Having played three games in a row, my body told me
to sit the next one out. I chose a cool
spot under the shade of one of the few trees left unoccupied. It was about the time they usually came to
the park. After being stood up for two
Sundays in a row, I wondered if something was wrong. All summer I’d seen them in the park, every Sunday usually after
church they’d been here. I had watched
the lady and her little boy laughing and playing as if no one else in the park
existed. I could clearly see the love
shared between the two of them. It was
something to see how she cared for him when he’d fall or when she tried to
teach him to catch his ball. Seeing
those moments bought back some memories for me that was once too painful to
In these past months, I had looked forward to seeing
them every weekend and now it looked like they were going to disappoint me
again. I had wanted on many occasions
to just go over, introduce myself and join them in their playing. In all the time I’d seen them there, I
hadn’t seen anyone with them, so I didn’t know if there was a husband and
father that completed their picture. I
wanted to know and I had promised myself the next time I saw her, the two of
them, I would do it. I would meet
her. Taking another swig from my
bottle of what used to be ice water, I figured I’d be better off walking over
to the water fountain. As I rose from
my seat on the ball, my eye caught a glimpse of her shiny convertible pulling
into the parking space. A smile slowly
crept across my face and my heart pounded with excitement when I saw them. She stepped out of her car and I watched her
as she walked around to the passenger side.

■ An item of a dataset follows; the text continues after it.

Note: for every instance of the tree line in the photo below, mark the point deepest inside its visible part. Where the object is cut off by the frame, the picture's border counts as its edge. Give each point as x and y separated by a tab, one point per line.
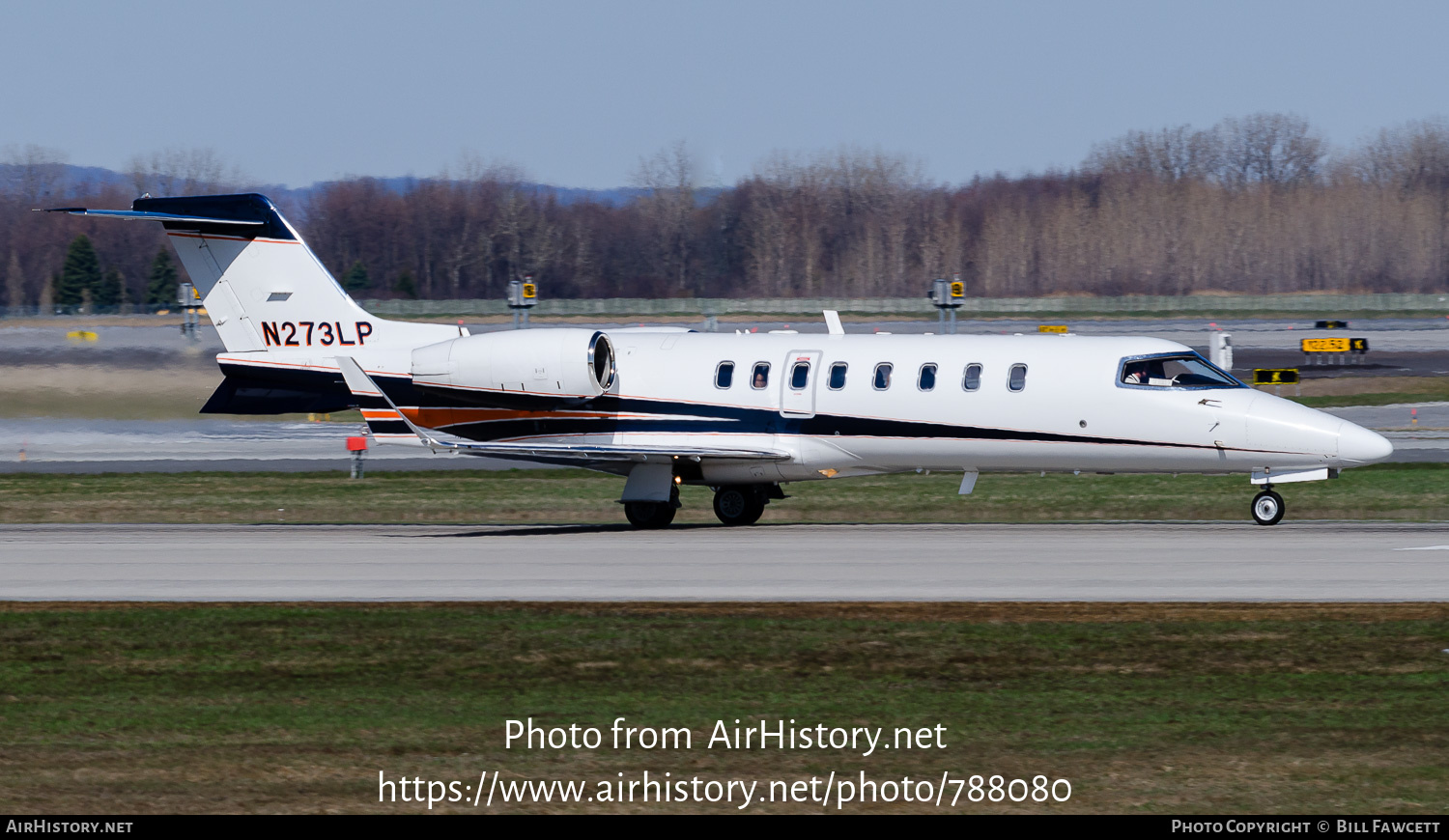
1251	205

The little boy was bouncing and full of energy just waiting for the
moment when she opened the door and set him free. As she reached inside to grab their bag with one hand, she
unfastened his seatbelt with the other and the little boy took off running.
“Trey-- Wait--.” She called after him. They were here, the lady and her little boy,
and for some strange reason I felt at ease.
She sat down on the blanket, placed a CD in her boom box and started
reading something. I stood there
watching her with her beautiful caramel colored skin. The burnt orange shorts looked delicious against her long legs
and the shorts fit her full hips perfectly.
The tee shirt she wore molded her ample breasts. She wasn’t small like those anorexic looking
model type girls, she had curves and in all the right places. I kept watching her until I saw her look
up. I was afraid she’d catch me
staring. I didn’t want her to think I
was some kind of pervert, but my God, she was gorgeous.
I leaned down and sipped the water again. Okay I told myself, I said I was going to do
it, so I might as well do it. I was
about to approach her when Trey went crashing into her at top speed. They laughed, got up and walked away
together. I stopped in my tracks and
watched them as she picked something up out of the trunk of her car. Trey took off running again and she called
after him again to stop and this time he fell.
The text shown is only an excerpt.